Cannon Films

Cannon Films

Masters of the Universe (1987)
Director: Gary Goddard
Genre: Fantasy
Cannon Films

Synopsis: The heroes of Eternia must find a way to defeat their nemesis, Skeletor.

Overview: There are films we like that we know are bad. We know they have poor writing, bad plotting, clunky special effects, silly dialogue, broad characters, and amateurish direction. And even with these faults we can’t help but enjoy the film. In some cases the silliness and wonkiness translates into a fun watch instead of something boring.

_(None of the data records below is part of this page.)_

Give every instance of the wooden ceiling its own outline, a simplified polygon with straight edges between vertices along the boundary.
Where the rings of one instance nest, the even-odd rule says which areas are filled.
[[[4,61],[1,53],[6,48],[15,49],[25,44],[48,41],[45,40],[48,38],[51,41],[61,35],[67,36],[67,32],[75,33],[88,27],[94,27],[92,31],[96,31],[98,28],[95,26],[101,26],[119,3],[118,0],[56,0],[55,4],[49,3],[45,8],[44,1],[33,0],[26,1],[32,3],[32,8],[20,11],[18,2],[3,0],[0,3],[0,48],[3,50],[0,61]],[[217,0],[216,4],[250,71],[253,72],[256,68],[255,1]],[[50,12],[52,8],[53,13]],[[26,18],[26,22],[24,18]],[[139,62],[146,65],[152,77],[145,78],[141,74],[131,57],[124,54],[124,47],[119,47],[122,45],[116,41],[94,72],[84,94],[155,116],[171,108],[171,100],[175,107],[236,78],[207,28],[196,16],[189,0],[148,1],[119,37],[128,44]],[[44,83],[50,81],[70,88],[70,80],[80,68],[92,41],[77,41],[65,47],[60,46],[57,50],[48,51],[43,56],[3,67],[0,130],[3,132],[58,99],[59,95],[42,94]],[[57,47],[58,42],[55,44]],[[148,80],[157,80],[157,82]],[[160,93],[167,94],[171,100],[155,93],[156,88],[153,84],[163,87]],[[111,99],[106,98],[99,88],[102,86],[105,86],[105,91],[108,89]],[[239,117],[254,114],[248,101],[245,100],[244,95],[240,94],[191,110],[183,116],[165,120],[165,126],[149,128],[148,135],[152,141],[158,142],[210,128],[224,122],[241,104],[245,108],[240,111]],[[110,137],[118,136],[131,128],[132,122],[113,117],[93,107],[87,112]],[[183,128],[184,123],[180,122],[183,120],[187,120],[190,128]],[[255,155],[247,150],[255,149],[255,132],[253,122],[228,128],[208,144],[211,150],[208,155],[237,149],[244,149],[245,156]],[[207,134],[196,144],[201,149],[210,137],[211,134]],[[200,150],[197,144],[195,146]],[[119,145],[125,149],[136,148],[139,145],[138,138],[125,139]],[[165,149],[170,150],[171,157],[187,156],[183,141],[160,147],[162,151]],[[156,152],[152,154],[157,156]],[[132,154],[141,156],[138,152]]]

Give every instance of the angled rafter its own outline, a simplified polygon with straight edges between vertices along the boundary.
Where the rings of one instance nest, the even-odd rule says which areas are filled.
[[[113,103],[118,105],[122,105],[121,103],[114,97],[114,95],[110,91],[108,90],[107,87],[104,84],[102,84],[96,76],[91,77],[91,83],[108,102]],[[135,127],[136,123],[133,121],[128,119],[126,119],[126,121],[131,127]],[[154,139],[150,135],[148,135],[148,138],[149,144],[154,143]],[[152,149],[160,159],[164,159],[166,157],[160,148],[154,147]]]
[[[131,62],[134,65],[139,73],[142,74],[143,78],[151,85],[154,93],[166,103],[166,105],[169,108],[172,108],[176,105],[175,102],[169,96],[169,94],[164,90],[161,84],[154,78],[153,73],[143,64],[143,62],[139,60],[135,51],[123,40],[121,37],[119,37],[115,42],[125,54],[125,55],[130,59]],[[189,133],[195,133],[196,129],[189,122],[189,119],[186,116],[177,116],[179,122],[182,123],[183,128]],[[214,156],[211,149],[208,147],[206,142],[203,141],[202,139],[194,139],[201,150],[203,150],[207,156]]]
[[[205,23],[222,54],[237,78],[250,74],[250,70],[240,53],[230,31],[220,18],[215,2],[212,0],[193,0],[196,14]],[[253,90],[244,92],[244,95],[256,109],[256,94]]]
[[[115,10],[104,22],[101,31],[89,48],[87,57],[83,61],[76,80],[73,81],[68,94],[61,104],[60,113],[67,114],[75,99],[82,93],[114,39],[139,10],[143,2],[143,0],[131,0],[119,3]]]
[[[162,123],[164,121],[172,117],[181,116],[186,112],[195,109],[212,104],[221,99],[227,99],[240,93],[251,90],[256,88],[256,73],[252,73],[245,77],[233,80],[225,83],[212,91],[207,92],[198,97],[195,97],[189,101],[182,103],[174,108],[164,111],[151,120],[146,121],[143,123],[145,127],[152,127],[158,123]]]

One such movie is Masters of the Universe. At Audiences Everywhere our Netflix Hidden Gems are usually great movies you can stream that you may have missed on the theatres or in your country. With this Gem we’re going a little more for what Netflix sometimes ends giving us: a film we can watch when we just can’t think of anything to else and we’ve got two hours to waste. Masters of the Universe is a perfect example of the Sunday afternoon Netflix. The weather’s bad, you’ve had plans cancel, or you’re hungover from Saturday? This is the movie to get you through.

The plot of this movie is relatively simple, to a point. The evil Skeletor has taken over the land of Eternia by imprisoning the old ruler, The Sorceress, and crushing a rebellion. He only needs to wait for “moonrise” and then he will be filled with cosmic power and become the Master of the Universe. Where things get a little more complicated is when the rebellion, consisting of He-Man, Teela, and Man-at-Arms, end up, for some reason, finding a leprechaun dude called Gwildor who has created a key that, through music, can open dimensional doorways. They storm Skeletor’s castle but are overwhelmed and need to use the key to escape, ending up in present day, 1987, America. Skeletor’s minions are sent to retrieve the key and hijinks ensue.

Hijinks ensue, all of which involve a young Courtney Cox, the principal from Back to the Future, and a town that seemingly has no people in it, or perhaps the studio simply couldn’t afford the cost of casting extras. The movie begins as a sort of Conan the Barbarian meets Star Wars and then becomes a fish out of water story that never really commits to the premise as no one ever seems out of place, no matter how much of a leprechaun they are.

This may all sound like nonsense or cheesy fun, but the glue holding everything together and keeping you watching is Frank Langella as Skeletor. Dolph Lungren says that this is his least favourite movie of his own, while Langella regularly brings this movie up as his favourite. He took the role because his son was a big He-Man fan and he throws himself into the role with abandon. It’s like everyone else is in some low budget genre cheese and Langella is performing Shakespeare at The Globe. He is chilling, menacing, and excels little touches and moments. He has all the best dialogue, some of which he wrote himself, and he is an eye magnet every time he is on screen. I started watching this movie a little sleepy and just wanted something on the TV, but Skeletor’s scenes, to use the parlance of the age, gave me life. There was a moment where he arrives in Small Town, USA that I actually found myself saying, ‘Oh, shit! Skeletor’s here!’ as though he was Darth Vader or something.

This isn’t a good movie, but it is an entertaining one. The actors playing the villains throw themselves into their strangely named roles, be they Skeletor, Evil-Lyn, Beast Man, or Karg, and ham it up with such abandon that it is impossible to not have fun while watching this movie. It definitely has a certain time and a place to be watched, but if you’ve got the time and the mindset for it, then I would advise getting some Skeletor into your life.